Capoeira has it’s own masters and notable practitioners such as Manuel dos Reis Machado, Vicente Ferreira Pastinha, João Grande, João Pereira dos Santos, MMA fighter Anderson Silva, Actor/Stuntman Lateef Crowder, and actor Vincent Cassel. Capoeira also has it’s own traditions: Capoeira Angola (a pre 1920’s traditional style that traces it’s roots back to colonial/slavery days, with the name coined by capoeira master Mestre Pastinha), Capoeira Regional (a post 1920’s style, developed by capoeira master Mestre Bimba), and Capoeira Contemporânea (a style that’s been developing since the 1970’s to the present, that is a mixture of the Angola and Regional styles, with traditionalist critics who view this style as a misinterpretation and therefore not a true variant of Capoeira).
Below are some documentaries and shorts on BJJ and capoeira.
UnderOath BJJ Presents: MITSUYO MAEDA: The Origin of BJJ
Biography Channel – Hélio Gracie – Documentary (Subtitles)
Grappling Fighting Team (GFT) short about Brazilian Jiu-Jitsu highlighting the Luiz França and Oswaldo Fadda lineage
Capoeira: The Art and Soul of Brazil
National Geographic Capoeira Documentary
Capoeira: Fly Away Beetle Trailer
Can a ritual born out of slavery become a modern day movement?

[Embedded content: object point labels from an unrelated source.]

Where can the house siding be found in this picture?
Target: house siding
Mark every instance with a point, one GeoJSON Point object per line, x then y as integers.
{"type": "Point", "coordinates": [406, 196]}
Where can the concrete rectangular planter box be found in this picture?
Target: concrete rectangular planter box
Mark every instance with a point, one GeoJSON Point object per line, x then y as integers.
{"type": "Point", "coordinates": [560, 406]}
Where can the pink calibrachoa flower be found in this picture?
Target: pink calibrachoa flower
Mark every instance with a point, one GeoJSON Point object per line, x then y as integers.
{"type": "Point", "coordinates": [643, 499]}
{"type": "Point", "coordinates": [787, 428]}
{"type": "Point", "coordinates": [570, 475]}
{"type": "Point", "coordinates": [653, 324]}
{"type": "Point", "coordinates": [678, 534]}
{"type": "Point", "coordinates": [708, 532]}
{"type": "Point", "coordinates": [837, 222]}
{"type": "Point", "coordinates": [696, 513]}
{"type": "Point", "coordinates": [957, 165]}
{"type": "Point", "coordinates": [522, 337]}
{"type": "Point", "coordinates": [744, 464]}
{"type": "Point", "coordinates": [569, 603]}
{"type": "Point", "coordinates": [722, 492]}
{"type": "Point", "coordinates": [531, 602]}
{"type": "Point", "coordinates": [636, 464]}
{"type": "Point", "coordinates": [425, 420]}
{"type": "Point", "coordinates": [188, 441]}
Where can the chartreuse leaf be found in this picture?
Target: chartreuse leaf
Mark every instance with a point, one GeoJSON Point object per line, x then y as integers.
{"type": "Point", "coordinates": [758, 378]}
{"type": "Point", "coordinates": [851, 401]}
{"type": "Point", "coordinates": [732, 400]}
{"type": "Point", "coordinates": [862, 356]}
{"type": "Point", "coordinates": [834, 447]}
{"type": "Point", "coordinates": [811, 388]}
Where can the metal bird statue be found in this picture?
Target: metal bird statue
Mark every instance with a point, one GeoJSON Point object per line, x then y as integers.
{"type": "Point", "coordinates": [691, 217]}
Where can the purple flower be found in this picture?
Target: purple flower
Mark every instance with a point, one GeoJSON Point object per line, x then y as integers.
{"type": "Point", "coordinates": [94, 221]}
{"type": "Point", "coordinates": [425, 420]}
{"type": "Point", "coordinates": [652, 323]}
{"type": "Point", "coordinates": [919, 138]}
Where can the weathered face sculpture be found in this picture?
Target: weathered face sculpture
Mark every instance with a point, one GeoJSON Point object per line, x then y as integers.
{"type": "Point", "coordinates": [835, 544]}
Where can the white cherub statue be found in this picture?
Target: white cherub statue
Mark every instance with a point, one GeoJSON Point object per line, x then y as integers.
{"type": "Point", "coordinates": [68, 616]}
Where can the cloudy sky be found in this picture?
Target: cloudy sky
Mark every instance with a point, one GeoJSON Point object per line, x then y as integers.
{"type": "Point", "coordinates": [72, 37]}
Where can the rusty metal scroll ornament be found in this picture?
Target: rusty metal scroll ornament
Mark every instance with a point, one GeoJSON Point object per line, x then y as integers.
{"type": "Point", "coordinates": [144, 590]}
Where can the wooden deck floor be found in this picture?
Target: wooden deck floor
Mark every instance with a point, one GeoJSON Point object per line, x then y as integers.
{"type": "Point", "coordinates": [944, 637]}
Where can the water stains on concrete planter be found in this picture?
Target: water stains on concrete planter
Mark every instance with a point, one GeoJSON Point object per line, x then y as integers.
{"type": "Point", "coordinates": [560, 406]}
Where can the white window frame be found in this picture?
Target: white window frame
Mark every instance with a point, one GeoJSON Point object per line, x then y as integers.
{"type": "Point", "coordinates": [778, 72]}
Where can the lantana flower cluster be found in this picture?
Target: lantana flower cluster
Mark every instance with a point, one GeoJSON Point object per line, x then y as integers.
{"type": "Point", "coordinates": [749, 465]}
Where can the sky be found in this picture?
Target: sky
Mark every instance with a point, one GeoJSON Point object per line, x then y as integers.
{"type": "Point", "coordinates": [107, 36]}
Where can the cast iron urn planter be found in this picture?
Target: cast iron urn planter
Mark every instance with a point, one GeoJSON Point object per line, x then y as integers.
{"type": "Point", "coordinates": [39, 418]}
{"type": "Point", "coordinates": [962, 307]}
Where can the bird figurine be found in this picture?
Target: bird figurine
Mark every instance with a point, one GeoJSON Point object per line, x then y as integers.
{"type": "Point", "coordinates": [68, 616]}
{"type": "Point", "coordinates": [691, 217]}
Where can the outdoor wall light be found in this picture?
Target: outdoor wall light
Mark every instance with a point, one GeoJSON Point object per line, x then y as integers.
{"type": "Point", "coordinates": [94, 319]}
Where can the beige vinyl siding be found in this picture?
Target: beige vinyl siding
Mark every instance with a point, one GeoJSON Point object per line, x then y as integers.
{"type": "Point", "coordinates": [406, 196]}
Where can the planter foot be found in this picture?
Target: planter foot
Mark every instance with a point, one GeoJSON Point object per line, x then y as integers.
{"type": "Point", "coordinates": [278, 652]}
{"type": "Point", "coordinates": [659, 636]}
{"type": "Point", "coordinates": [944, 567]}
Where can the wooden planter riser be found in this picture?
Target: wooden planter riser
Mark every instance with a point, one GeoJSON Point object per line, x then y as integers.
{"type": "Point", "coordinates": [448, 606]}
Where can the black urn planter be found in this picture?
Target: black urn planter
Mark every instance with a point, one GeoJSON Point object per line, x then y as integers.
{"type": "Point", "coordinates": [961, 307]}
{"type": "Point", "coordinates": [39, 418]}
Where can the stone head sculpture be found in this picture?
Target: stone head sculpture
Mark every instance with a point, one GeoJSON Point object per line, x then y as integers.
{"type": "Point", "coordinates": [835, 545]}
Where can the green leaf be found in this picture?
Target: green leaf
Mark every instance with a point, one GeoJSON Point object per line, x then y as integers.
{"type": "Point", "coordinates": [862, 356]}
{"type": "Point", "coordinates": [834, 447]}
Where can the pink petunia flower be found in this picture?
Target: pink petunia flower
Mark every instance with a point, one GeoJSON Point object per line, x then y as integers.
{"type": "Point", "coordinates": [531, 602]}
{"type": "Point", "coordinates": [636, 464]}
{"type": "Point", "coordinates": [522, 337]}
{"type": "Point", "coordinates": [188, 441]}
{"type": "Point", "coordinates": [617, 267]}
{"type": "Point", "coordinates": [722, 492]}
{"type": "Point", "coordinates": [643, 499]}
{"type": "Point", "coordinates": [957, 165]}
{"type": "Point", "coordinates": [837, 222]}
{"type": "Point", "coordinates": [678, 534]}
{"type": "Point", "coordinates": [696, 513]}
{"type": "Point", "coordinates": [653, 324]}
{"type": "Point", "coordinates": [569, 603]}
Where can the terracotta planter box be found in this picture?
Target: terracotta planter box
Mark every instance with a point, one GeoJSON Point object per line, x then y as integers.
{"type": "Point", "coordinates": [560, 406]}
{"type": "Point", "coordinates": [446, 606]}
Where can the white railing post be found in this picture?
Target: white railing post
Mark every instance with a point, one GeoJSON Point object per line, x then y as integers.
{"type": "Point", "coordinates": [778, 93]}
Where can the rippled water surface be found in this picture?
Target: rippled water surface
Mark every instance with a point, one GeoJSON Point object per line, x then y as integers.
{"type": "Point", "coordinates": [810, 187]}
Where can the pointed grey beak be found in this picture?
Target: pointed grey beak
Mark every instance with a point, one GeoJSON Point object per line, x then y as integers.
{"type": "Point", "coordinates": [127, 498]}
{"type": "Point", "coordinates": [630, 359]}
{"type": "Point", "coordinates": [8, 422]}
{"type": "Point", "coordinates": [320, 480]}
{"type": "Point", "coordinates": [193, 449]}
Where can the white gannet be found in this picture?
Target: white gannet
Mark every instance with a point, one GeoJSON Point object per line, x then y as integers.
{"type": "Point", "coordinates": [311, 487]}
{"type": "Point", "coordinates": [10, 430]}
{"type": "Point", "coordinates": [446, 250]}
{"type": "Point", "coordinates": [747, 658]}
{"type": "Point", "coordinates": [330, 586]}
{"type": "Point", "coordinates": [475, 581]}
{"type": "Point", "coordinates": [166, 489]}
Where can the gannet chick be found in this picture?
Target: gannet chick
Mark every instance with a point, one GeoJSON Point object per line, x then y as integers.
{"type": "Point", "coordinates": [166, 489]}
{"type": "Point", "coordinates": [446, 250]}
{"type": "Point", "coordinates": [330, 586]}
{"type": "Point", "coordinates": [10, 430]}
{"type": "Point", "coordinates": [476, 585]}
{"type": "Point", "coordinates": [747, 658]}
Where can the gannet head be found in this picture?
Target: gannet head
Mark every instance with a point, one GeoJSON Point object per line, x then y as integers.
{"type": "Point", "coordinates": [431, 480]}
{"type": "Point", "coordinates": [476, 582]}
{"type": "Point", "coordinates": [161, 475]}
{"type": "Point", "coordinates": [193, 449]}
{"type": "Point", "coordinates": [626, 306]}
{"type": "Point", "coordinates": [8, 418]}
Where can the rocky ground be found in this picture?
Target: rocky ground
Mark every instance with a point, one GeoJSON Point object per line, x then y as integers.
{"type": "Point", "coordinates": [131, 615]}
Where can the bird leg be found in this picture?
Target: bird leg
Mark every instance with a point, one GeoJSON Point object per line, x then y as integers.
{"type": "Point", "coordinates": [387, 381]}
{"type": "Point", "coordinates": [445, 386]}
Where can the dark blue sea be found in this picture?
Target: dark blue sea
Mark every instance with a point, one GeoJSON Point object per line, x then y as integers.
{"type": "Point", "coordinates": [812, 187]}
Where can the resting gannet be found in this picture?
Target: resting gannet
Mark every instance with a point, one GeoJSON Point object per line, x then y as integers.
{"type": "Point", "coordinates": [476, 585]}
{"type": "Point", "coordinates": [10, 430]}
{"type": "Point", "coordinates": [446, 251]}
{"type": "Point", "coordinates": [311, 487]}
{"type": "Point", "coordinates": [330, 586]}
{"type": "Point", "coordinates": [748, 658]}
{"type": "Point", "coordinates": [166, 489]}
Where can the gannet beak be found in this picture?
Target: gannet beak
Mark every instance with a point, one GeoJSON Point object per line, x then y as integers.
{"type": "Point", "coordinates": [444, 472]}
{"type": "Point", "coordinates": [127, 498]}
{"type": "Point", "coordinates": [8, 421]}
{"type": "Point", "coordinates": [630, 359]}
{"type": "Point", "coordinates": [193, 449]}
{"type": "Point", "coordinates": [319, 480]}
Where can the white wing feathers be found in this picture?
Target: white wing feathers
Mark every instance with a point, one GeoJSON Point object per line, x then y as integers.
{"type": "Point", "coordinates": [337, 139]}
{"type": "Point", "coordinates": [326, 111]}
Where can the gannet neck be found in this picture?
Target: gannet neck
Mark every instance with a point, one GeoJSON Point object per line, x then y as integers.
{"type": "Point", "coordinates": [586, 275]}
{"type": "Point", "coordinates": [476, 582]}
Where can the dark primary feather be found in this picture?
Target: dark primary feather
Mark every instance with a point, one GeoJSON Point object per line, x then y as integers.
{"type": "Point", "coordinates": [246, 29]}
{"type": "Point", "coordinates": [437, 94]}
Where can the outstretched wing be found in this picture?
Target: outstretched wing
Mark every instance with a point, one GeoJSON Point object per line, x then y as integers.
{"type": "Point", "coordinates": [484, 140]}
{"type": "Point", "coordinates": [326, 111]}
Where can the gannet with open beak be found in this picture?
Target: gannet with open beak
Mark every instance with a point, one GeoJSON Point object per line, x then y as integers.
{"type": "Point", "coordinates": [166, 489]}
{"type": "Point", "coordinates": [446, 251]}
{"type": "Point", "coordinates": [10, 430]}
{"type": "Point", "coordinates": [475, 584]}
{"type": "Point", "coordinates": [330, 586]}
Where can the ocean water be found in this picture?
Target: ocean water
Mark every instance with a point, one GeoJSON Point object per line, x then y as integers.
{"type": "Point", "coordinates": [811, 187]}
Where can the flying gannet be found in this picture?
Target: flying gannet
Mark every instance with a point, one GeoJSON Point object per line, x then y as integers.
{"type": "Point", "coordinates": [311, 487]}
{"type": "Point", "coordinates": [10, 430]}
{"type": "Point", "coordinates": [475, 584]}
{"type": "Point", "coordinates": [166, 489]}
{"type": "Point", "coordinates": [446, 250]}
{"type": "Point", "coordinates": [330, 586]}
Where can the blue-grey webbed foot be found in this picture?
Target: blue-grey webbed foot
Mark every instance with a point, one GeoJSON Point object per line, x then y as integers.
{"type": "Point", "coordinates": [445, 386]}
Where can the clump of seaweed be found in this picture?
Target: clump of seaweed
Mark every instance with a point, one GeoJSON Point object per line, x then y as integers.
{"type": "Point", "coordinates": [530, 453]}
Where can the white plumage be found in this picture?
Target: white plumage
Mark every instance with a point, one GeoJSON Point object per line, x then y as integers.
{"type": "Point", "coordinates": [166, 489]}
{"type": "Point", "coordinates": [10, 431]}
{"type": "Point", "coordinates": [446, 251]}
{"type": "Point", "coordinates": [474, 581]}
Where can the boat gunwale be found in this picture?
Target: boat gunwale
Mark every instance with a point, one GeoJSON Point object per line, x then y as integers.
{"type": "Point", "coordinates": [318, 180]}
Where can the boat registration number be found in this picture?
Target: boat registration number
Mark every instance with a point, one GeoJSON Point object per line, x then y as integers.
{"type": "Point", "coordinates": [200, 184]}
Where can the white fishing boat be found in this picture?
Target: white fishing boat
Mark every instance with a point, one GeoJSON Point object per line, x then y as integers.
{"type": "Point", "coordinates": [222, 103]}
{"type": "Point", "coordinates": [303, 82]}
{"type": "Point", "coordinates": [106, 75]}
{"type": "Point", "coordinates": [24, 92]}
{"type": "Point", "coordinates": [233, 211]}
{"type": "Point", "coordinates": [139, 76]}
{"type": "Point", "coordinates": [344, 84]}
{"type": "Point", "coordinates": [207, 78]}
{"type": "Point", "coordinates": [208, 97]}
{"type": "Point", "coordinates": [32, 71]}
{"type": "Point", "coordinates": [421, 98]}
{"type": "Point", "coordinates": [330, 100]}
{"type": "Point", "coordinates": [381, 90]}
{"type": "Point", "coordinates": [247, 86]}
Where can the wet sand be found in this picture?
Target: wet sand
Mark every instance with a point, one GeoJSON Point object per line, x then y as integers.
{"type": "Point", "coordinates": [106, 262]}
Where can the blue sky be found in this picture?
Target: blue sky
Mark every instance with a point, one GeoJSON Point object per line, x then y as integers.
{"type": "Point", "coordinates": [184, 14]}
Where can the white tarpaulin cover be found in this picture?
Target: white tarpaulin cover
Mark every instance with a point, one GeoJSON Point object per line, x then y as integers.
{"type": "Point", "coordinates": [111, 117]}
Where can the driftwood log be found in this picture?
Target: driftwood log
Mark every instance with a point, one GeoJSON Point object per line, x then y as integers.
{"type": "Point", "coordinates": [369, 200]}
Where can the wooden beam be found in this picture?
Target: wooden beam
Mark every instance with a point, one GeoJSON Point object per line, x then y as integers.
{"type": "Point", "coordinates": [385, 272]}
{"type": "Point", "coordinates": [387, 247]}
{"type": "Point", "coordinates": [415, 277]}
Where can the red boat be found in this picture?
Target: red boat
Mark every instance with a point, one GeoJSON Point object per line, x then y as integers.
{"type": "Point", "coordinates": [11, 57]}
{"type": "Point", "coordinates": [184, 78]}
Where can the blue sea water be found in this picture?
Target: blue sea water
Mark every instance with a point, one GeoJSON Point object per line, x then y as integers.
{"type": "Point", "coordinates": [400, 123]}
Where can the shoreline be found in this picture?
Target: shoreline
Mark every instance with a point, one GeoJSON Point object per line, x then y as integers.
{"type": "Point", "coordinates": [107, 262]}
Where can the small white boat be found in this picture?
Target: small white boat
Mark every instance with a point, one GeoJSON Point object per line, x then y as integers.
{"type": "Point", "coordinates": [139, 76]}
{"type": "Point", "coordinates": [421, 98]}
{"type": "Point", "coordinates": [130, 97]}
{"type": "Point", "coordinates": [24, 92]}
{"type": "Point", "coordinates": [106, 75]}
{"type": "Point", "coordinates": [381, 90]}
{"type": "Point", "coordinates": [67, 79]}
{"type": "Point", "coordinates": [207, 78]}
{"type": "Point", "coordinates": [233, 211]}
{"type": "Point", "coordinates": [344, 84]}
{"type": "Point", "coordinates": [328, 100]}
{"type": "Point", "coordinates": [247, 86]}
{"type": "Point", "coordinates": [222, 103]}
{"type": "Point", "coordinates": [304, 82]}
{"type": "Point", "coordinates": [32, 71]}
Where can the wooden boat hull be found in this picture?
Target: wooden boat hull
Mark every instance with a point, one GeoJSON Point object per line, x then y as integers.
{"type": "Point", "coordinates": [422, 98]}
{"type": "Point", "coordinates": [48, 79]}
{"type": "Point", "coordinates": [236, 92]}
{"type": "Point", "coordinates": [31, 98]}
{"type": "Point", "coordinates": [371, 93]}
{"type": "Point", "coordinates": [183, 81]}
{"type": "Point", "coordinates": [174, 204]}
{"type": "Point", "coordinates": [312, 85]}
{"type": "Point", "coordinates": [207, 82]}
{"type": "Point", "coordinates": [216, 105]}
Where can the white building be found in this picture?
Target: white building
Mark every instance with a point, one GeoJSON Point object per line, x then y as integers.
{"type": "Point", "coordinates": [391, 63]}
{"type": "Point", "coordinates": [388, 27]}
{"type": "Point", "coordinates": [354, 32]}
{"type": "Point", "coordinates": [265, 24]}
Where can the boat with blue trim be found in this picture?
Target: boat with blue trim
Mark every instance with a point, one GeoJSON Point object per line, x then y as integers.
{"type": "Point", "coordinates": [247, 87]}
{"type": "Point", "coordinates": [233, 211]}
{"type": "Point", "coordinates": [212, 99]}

Capoeira, comprised of stylized dance and ritual combat takes its cue from the sacred music of the berimbau. Born from slavery and reborn on the modern streets of Brazil, Capoeira proceeds from the timeless urge for freedom. With stunning cinematography this feature length documentary film from BlueDot captures the ballet-like beauty of Capoeira while also exploring the history, myth and symbolism behind its graceful moves.
Through interviews, and exhibitions we follow the life of three renowned Capoeira Mestres from Salvador, Brazil; home to much of the art’s contentious history. We see how their work, together with that of their colleagues and students are bringing hope to their communities, and liberation and respect to a disenfranchised generation.
In order to better understand the present state of Capoeira the film traces it back to its African roots. In so doing, we encounter the African gods of Candomble (the indigenous animistic religion of Brazil), Christianity as well as the slavery from which Capoeira has emerged. We hear mythic stories of the legendary Besouro, (the flying capoeirista); as well as accounts of the historical man behind the tales. We meet a young student as she navigates the dangers of her neighborhood by turning to the art of Capoeira
Out of necessity one is thrown into the fight. Within the fight some learn to dance.